Wimboh mengaku setelah melihat secara detail rendahnya pertumbuhan kredit tersebut dikarenakan beberapa perusahaan BUMN seperti PLN, Pertamina, dan Bulog menurunkan kredit bisnis mereka di perbankan. Itu karena utang subsidi yang dibebankan terlebih dahulu kepada para BUMN tersebut, telah dilunasi pemerintah.
"PLN, Pertamina, Bulog rupanya menurunkan balance kreditnya di perbankan karena realisasi utang subsidi oleh pemerintah sudah dibayar, mungkin untuk mengurangi beban biaya maka kreditnya diturunkan," ujar Wimboh dalam Breakfast Meeting bertajuk 'Prospek Ekonomi Indonesia 2018' yang diselenggarakan PWI di Jakarta, Kamis (2/11).
Jumlah kredit bisnis yang diturunkan oleh para BUMN itu, lanjut Wimboh, cukup signifikan di angka triliun. Sehingga mempengaruhi angka pertumbuhan kredit yang tidak setinggi seperti yang diharapkan.

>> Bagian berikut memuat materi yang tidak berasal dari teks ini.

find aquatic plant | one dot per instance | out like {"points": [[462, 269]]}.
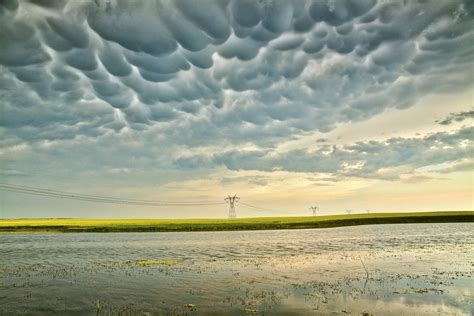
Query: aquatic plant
{"points": [[149, 262]]}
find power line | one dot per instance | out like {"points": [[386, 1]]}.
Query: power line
{"points": [[100, 199]]}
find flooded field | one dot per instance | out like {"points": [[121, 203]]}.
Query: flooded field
{"points": [[412, 269]]}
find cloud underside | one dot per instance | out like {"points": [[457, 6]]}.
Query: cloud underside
{"points": [[196, 74], [388, 160]]}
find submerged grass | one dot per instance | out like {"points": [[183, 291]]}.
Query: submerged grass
{"points": [[148, 262], [259, 223]]}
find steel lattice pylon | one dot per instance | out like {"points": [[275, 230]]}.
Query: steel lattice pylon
{"points": [[231, 200], [314, 209]]}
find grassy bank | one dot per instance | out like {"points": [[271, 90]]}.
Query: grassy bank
{"points": [[163, 225]]}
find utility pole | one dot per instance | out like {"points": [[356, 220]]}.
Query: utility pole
{"points": [[314, 209], [231, 200]]}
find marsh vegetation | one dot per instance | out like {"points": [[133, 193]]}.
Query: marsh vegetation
{"points": [[422, 269]]}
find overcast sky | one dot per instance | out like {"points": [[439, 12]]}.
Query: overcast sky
{"points": [[351, 104]]}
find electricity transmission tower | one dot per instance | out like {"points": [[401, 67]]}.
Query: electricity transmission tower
{"points": [[314, 209], [231, 200]]}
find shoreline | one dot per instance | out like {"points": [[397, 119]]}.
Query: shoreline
{"points": [[70, 225]]}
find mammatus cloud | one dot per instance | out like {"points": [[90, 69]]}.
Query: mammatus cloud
{"points": [[137, 83]]}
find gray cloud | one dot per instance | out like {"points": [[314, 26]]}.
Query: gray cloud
{"points": [[456, 117], [371, 159], [186, 74]]}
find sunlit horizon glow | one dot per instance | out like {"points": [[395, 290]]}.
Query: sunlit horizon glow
{"points": [[347, 105]]}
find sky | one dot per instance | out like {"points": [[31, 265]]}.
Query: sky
{"points": [[345, 105]]}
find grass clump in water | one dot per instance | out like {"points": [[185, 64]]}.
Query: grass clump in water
{"points": [[149, 262]]}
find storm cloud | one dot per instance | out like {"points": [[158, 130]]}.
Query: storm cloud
{"points": [[186, 75]]}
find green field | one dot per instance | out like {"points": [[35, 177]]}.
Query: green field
{"points": [[165, 225]]}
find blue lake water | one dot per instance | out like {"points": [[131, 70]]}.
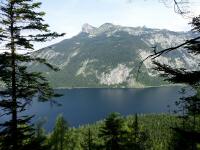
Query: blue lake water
{"points": [[84, 106]]}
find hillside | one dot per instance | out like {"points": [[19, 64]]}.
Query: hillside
{"points": [[108, 56]]}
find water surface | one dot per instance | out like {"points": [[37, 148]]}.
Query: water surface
{"points": [[84, 106]]}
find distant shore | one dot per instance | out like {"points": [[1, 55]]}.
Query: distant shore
{"points": [[168, 85]]}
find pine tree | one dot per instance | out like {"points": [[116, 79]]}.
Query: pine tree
{"points": [[18, 21], [135, 138], [58, 135], [112, 132], [186, 136]]}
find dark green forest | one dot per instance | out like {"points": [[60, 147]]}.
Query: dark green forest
{"points": [[177, 131]]}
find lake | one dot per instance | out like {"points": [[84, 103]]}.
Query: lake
{"points": [[85, 106]]}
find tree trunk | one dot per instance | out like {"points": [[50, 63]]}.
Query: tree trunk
{"points": [[14, 133]]}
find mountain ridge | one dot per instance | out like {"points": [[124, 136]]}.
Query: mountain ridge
{"points": [[109, 55]]}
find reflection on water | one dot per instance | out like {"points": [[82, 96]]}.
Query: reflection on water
{"points": [[82, 106]]}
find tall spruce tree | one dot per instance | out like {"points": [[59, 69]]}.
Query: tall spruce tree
{"points": [[21, 24], [187, 136], [58, 136]]}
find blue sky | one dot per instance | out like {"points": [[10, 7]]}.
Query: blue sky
{"points": [[69, 15]]}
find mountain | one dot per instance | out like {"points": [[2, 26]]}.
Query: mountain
{"points": [[108, 56]]}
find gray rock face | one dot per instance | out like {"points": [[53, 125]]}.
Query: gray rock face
{"points": [[108, 56]]}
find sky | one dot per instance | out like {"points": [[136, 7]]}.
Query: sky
{"points": [[68, 16]]}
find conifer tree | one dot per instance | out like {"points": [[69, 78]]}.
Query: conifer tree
{"points": [[58, 135], [112, 132], [188, 134], [21, 24]]}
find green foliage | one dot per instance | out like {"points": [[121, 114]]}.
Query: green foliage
{"points": [[149, 132], [20, 85], [58, 136], [112, 132]]}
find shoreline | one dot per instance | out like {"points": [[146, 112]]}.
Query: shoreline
{"points": [[145, 87]]}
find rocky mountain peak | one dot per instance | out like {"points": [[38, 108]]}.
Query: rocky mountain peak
{"points": [[87, 28]]}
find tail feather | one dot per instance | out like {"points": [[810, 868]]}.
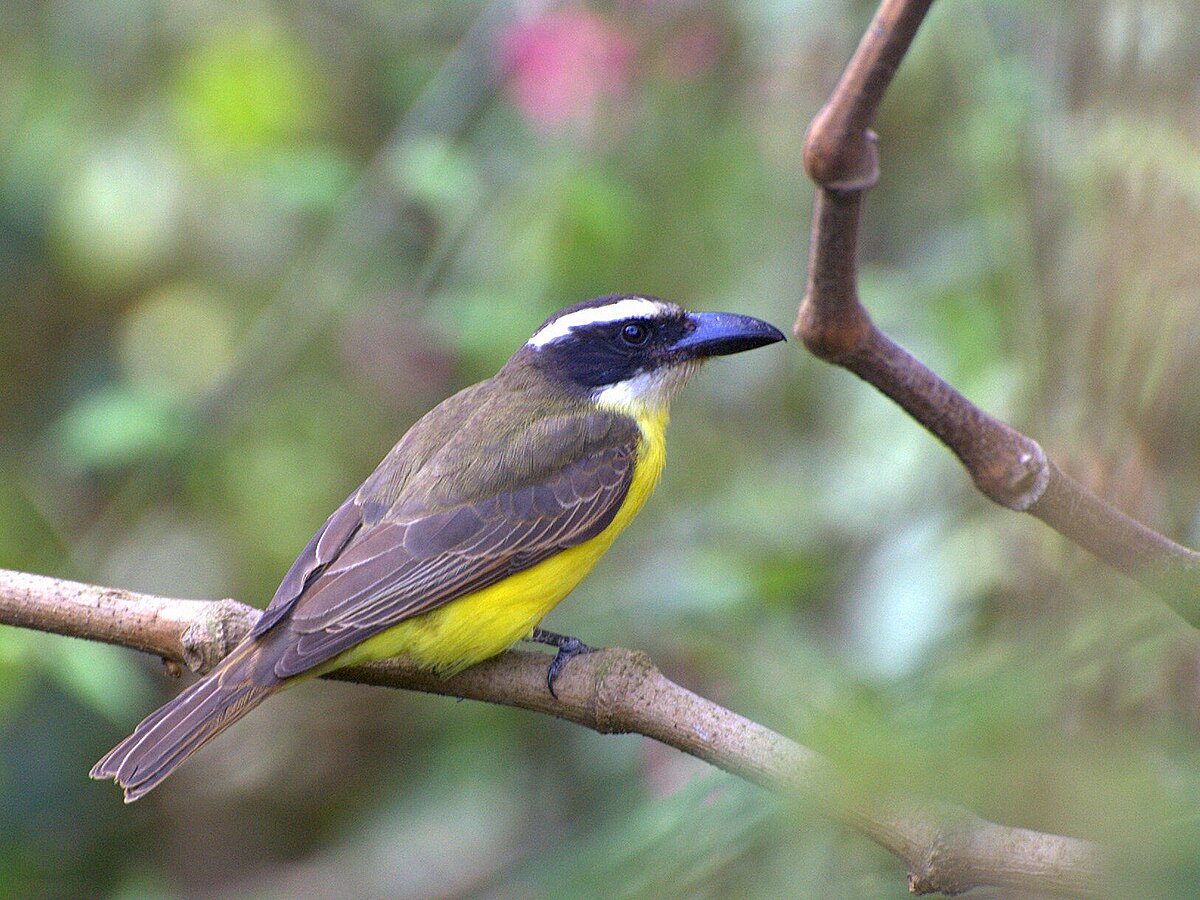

"Jumlahnya cukup besar ukuran triliun, kalau satu bank bisnis plan kreditnya Rp30 triliun setahun, tapi kalau PLN, Pertamina dan Bulog melunasi Rp10 triliun itu sudah pengarungi besar balance kredit perbankan," ucapnya.
Dengan demikian Wimboh menyebut pertumbuhan kredit perbankan yang lamban itu tidak menakutkan, sebab kondisi ekonomi tetap berjalan sebagaimana mestinya.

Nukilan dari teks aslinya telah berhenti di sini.